Plaignant
Centre consultatif des relations juives et israéliennes
M. David Ouellette, directeur associé, affaires publiques
Mis en cause
Sada al-Mashrek/Écho du Levant
Résumé de la plainte
M. David Ouellette, directeur associé, affaires publiques du Centre consultatif des relations juives et israéliennes, dépose plainte le 16 décembre 2015 contre M. Hussein Hoballah, rédacteur en chef, et l’hebdomadaire Sada al-Mashrek/Écho du Levant pour un article intitulé « Achraqat la Palestinienne, ou quand la Palestine s’illumine », publié le 22 novembre 2015. Il dénonce ce qu’il estime être une incitation à la violence.
L’éditorial visé par la plainte, publié autant en arabe qu’en français, retrace les actions posées par une jeune Palestinienne, Achraqat Taha Qatanani, et établit un parallèle entre celles-ci et le destin de la Palestine dans ses relations avec Israël.

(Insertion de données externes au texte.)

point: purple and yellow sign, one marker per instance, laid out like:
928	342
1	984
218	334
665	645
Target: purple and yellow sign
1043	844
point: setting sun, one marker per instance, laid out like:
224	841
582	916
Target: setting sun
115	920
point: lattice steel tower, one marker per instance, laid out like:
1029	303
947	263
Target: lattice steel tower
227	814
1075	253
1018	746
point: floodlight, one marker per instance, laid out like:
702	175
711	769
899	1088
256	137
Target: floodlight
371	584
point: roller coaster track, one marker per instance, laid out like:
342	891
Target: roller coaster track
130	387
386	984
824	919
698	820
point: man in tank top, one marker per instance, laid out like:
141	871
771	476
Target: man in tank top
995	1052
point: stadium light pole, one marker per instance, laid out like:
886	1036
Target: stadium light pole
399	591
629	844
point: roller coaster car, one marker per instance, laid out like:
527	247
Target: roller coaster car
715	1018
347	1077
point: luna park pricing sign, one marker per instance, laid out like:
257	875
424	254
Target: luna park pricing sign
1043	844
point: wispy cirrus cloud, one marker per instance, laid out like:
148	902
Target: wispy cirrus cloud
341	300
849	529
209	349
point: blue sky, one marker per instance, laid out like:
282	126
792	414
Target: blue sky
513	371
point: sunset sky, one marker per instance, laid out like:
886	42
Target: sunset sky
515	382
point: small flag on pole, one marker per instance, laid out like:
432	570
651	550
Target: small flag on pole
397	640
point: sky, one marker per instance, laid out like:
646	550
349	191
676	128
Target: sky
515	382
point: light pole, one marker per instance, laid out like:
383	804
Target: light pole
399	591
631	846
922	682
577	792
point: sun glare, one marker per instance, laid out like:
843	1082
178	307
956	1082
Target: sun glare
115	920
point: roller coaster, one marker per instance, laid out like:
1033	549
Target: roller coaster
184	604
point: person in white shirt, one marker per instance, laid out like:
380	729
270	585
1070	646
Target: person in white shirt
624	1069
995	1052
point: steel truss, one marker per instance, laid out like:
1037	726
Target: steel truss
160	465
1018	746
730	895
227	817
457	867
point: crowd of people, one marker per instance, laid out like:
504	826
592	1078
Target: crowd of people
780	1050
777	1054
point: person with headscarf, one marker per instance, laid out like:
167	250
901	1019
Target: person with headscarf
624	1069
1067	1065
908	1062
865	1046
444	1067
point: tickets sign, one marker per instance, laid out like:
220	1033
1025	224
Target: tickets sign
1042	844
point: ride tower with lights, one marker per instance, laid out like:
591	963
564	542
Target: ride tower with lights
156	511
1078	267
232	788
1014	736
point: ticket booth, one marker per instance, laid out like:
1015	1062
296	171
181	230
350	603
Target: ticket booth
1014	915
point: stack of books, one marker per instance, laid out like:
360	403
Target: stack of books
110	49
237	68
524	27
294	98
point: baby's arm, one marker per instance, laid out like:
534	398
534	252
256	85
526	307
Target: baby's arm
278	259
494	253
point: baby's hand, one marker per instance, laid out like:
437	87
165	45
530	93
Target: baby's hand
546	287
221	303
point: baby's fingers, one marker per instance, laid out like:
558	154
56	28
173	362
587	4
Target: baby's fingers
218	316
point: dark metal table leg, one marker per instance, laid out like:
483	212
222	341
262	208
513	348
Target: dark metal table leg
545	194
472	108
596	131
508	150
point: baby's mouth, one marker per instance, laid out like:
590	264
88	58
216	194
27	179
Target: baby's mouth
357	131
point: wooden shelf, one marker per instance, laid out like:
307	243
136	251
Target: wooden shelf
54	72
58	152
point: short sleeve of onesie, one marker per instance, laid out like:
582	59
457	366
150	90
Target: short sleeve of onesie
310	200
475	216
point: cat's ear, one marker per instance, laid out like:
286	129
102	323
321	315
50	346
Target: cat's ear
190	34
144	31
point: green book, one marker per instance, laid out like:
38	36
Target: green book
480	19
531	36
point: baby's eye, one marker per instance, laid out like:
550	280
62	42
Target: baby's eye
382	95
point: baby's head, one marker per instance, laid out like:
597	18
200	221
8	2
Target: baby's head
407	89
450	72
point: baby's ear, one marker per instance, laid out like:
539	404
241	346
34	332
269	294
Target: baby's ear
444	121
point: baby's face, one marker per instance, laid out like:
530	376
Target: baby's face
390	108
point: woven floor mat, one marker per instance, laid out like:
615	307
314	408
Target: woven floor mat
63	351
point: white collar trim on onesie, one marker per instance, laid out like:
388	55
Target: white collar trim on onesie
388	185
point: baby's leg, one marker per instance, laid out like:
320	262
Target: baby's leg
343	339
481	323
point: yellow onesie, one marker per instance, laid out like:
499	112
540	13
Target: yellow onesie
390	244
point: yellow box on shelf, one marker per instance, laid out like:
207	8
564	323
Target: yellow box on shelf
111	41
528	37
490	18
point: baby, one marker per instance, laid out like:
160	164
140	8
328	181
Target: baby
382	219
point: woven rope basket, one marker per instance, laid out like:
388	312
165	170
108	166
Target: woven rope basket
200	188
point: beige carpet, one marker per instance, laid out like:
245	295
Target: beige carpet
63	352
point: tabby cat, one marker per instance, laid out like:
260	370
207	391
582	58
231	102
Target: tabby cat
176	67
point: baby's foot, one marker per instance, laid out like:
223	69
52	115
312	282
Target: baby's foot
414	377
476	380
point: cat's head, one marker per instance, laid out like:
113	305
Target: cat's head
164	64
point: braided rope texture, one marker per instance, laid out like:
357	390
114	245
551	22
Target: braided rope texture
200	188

La présente plainte a fait l’objet d’une première décision, annulée par la commission d’appel du Conseil de presse, au motif que les mis en cause n’avaient pas été informés de l’existence de la plainte et ce, en raison d’une erreur administrative. Les mis en cause ont ainsi pu répondre à la plainte qui a été étudiée par un comité composé de membres n’ayant pas participé à la première décision.
Analyse
Grief 1 : incitation à la violence
De façon générale, M. David Ouellette reproche aux mis en cause de célébrer une « vague d’agressions au couteau et à la voiture bélier contre des civils juifs israéliens » et d’encourager ainsi la violence envers les Juifs.
Le plaignant formule son principal grief à l’encontre du passage suivant de la version française de l’éditorial : « Certainement, la jeune Palestinienne de 16 ans, Achraqat (ou Ashrakat) Taha Qatanani, est une icône de cette génération, qui est fière des réalisations de la résistance libanaise, qui refuse de se laisser emporter derrière les idées sectaires répugnantes et qui reste liée psychologiquement et intellectuellement à une direction capable de l’orienter vers la gloire et la victoire, même si elle dispose de moyens aussi modestes que les pierres. »

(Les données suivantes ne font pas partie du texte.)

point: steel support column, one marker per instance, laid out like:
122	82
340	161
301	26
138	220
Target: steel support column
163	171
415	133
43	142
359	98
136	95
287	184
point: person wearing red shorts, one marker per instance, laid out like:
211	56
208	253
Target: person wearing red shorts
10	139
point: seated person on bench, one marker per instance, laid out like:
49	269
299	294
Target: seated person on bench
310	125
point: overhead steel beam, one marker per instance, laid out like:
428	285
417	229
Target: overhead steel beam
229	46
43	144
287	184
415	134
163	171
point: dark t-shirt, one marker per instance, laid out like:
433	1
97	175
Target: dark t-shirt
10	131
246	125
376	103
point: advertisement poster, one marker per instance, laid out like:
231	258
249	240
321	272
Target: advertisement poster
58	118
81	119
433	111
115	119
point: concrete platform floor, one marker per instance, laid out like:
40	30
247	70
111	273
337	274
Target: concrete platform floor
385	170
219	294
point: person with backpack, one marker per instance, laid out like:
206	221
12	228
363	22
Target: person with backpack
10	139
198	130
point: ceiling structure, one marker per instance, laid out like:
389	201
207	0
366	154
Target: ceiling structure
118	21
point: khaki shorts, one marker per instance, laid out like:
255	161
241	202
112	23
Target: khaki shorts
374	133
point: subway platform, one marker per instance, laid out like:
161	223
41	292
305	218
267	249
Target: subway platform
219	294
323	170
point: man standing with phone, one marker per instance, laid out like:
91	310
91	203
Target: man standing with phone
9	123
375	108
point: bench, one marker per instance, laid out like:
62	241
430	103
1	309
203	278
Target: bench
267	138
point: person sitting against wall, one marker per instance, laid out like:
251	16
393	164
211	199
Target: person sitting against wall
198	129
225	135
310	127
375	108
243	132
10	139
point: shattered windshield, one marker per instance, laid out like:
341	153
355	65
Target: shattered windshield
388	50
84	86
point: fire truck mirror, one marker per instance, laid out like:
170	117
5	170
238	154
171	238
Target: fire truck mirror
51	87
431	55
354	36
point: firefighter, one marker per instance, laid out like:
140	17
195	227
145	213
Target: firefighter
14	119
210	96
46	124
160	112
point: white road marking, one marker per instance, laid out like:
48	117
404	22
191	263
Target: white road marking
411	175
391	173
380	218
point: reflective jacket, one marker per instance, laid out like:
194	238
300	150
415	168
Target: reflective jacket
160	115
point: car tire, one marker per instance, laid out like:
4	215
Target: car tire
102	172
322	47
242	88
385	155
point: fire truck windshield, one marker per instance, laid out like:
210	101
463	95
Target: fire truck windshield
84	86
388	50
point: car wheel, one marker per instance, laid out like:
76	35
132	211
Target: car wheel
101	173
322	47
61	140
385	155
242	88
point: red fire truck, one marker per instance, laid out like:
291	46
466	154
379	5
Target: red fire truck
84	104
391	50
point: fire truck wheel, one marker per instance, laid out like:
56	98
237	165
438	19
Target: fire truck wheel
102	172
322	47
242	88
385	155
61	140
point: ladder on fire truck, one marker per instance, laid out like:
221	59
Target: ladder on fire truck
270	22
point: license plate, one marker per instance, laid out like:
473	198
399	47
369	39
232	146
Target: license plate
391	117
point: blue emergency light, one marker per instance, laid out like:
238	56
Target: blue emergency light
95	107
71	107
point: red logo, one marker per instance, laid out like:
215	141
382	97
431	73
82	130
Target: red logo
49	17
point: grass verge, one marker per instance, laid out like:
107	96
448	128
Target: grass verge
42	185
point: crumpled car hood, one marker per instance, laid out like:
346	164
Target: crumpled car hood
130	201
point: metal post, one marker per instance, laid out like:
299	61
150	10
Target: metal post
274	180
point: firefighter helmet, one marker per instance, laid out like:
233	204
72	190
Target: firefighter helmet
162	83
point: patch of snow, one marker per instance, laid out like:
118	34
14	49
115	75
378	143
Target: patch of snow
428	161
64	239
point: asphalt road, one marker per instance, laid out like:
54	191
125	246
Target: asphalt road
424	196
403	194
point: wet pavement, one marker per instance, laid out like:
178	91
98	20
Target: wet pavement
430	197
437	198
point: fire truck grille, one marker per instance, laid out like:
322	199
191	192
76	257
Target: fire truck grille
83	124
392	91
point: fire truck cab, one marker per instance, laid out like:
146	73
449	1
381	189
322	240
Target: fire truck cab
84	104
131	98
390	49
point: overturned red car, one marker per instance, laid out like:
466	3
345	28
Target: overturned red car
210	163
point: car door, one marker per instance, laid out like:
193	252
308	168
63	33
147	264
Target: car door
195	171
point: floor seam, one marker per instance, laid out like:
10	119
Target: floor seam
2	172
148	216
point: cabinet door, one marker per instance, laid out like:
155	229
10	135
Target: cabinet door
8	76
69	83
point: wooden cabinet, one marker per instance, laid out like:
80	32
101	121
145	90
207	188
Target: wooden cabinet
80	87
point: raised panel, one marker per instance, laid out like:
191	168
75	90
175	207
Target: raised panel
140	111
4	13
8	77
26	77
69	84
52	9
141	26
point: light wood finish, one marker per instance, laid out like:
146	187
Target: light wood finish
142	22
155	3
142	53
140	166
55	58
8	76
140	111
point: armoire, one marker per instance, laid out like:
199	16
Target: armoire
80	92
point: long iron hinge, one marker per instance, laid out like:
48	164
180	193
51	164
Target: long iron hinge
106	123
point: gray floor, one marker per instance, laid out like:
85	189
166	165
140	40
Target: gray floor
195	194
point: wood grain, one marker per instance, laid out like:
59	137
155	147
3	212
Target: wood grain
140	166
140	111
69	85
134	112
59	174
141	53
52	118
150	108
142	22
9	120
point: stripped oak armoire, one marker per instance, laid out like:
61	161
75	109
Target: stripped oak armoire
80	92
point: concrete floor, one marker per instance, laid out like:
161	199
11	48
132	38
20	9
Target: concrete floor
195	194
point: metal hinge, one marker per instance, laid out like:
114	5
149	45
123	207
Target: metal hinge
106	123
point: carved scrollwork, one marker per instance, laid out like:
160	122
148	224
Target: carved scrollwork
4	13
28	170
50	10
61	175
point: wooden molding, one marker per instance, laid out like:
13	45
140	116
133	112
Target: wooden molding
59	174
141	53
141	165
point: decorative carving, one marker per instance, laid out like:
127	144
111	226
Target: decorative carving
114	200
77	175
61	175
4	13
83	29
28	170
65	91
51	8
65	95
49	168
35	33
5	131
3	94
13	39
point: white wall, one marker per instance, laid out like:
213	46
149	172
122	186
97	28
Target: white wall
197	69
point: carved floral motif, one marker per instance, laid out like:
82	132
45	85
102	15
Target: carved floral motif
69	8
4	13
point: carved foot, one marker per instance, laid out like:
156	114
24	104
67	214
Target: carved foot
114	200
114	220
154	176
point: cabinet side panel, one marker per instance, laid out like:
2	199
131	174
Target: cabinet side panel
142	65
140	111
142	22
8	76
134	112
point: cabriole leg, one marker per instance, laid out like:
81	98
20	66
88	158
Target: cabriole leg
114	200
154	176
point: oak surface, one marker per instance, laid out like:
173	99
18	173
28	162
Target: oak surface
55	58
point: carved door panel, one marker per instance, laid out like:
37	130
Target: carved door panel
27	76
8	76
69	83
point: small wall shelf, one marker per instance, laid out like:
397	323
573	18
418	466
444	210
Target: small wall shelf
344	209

Dans cet extrait, M. Ouellette reproche aux mis en cause de célébrer la jeune femme, en la décrivant comme l’« icône de cette génération ». Il déplore que cette jeune femme soit encensée de la sorte, alors que « le 22 novembre dernier, [elle] a été abattue alors qu’elle tentait de poignarder un civil israélien à un arrêt d’autobus ».
La version arabe du même texte, ajoute-t-il, « il n’est pas seulement question de pierres, mais de “coups de couteau, de voitures béliers et autres moyens modestes” ».

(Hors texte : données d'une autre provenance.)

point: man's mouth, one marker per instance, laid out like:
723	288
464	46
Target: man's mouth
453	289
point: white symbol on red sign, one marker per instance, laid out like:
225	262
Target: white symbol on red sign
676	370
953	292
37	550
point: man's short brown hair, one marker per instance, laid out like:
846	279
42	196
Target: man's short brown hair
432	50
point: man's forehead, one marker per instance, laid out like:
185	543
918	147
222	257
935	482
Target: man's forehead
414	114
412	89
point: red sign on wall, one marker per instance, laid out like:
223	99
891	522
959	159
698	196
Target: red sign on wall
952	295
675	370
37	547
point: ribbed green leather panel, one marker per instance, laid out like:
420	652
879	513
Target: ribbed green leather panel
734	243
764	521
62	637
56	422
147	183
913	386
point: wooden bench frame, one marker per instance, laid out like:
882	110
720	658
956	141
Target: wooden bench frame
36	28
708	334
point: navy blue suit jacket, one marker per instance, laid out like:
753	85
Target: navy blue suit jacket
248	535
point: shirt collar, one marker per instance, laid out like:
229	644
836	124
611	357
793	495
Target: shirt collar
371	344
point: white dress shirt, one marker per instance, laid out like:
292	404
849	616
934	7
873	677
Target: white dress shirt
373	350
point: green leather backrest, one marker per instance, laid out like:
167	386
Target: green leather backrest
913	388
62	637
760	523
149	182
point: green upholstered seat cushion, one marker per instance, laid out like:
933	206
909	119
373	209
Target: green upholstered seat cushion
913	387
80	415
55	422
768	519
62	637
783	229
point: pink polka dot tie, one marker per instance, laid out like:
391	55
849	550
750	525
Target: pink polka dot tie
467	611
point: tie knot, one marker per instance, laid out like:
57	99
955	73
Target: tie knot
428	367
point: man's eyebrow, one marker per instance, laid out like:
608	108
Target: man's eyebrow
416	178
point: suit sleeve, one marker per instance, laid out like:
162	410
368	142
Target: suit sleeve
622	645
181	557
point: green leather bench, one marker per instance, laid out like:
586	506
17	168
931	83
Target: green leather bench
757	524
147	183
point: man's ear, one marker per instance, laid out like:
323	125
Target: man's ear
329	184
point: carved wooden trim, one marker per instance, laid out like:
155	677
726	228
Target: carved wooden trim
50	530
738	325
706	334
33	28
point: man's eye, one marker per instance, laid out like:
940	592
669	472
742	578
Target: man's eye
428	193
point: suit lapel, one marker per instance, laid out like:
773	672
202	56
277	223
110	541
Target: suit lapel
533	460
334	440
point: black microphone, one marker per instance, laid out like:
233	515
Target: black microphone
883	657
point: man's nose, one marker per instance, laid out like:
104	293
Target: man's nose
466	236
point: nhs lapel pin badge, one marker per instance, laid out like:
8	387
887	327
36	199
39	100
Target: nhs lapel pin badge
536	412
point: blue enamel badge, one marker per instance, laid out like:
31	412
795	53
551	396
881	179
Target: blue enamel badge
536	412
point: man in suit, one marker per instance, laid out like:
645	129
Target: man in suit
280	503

Enfin, M. Ouellette souligne que « le texte arabe se termine sur ces mots : “Nous saluons son âme” », en référence à l’âme de la jeune Achraqat Taha Qatanani.
Me William Korbatly, répondant au nom des mis en cause, fait d’abord valoir que « l’article contesté s’inscrit dans l’un des plus anciens et longs conflits armés depuis la fin de la Seconde Guerre mondiale, le conflit israélo-palestinien ».
Il juge ainsi que le plaignant « confond les actes criminels dits “terroristes” et ceux commis en contexte de résistance contre une force occupante. »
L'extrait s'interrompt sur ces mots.